Redwood Shores, Calif. – Online travel site cFares debuted a redesigned interface this week, a move the company said will better expose the savings it offers consumers.

Along with the usual listing of airfares and travel times, cFares features a visual dashboard that charts the tradeoffs available, based on price and departure time, of similar flights. Simple drop down menus show you additional details for each flight so, unlike other sites, you don't have to advance to another page to see them.

cFares makes the bold claim that it consistently delivers the lowest-priced airfares not available anywhere else online. In limited testing by internetnews.com, cFares offered results that were often priced less than those found at the equivalent airline sites.

There are a couple of reasons for this, starting with cFares' business model. The best deals on cFares are available to paid members ($50 per year), though the free portion of the site also offers savings.

"Our platform brings to market fares you won't see anywhere else," Vajid Jafri, cFares founder and CEO, told internetnews.com in a briefing here at company headquarters. Started in 2005, Jafri said cFares had 100,000 users before this week's launch of the new interface.

Just as Costco attracts customers with low pricing and profits on membership fees, cFares hopes to do likewise. Once you've entered your travel request (dates, times and destination) at the site, you get two sets of results: "Platinum" and "Gold."

Only cFares members ($50 per year) can book the Platinum fares which include an automatic rebate savings. The rebate is typically below the standard fare you'd pay for the same flight at that airline's Web site.

Members and non-members alike can book Gold fares. Both Gold and Platinum results are shown in full before you buy, including flight times, airline and price.

Jafri said cFares has established a unique relationship with the multi-billion-dollar consolidator industry. These are companies that buy up hundreds of of millions of dollars worth of airline inventory each year that are eventually made available to consumers and business through various third party travel entities.

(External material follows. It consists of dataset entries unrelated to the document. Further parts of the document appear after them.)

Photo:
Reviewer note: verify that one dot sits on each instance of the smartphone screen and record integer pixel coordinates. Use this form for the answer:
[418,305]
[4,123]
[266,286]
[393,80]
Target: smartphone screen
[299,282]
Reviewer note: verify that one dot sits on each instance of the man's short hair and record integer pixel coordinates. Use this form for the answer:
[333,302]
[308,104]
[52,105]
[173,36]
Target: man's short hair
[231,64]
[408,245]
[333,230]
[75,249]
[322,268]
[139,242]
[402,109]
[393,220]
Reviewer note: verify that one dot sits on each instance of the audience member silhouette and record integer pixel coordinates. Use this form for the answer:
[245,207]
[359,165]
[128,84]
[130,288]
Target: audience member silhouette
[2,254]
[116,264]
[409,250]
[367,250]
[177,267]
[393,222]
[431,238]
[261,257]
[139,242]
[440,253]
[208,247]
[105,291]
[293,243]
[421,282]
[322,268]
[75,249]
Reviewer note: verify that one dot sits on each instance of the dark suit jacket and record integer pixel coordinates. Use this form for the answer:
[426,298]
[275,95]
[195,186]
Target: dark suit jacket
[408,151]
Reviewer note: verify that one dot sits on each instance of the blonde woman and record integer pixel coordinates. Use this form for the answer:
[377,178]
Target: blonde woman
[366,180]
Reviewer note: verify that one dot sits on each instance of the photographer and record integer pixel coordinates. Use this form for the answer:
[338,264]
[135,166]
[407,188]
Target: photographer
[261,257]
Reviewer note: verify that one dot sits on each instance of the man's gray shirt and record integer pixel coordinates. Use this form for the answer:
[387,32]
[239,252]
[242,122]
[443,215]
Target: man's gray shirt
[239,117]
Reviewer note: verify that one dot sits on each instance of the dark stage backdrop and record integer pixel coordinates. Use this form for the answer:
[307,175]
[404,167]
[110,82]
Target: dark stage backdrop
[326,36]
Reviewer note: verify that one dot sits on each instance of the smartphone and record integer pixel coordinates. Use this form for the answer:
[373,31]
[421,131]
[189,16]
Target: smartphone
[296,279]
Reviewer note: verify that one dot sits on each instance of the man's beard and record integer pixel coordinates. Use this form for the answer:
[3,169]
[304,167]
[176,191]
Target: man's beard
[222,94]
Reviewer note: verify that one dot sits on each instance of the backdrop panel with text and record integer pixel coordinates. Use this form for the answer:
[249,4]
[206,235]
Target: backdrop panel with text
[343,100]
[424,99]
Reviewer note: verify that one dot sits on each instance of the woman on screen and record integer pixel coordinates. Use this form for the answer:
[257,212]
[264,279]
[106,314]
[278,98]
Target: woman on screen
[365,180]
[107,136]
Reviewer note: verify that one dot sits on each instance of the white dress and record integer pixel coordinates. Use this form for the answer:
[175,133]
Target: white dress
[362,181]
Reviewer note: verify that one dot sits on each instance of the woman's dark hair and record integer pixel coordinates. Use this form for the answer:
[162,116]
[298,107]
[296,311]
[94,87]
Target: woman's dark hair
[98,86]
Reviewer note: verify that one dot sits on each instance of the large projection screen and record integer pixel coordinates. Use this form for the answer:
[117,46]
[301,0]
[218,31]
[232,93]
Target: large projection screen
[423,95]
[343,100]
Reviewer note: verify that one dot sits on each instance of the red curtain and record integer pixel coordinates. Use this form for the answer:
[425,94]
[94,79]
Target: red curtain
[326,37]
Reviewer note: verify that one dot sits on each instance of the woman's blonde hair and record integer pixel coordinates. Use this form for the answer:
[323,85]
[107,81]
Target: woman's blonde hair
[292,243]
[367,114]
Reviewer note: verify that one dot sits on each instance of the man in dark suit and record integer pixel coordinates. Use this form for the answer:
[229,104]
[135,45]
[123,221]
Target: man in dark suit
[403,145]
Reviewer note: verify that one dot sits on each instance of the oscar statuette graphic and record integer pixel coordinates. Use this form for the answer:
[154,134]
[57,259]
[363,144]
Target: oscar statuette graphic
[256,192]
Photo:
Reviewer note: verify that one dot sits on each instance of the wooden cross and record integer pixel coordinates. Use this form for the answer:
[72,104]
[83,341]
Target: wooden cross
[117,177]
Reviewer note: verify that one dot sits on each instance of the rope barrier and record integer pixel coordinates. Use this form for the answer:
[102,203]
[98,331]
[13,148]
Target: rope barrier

But cFares said it has negotiated direct access to this consolidator inventory and, even after its own markup, can offer better deals than other travel sites.

The steepest savings are typically in the Platinum section of results, but testing showed Gold results were sometimes competitive as well. For example, cFares offered a choice of six different San Francisco to Boston flights (four priced at $333) on American Airlines (leaving September 6, returning September 13).

Some of the cFares flights weren't even available on the American Airlines site, and of the ones that were, the lowest price was $389.20. Online travel site Expedia offered more flights than cFares on American, but its lowest priced ticket was $383.

It should also be noted that cFares doesn't book any tickets directly with customers. For example, the American Airlines fares mentioned above come via 1800Cheapseats, one of the many companies hooked to the cFares system.

But the transactions, including any rebates, are all done automatically, according to cFares, with the online tickets distributed directly to the customer at time of purchase.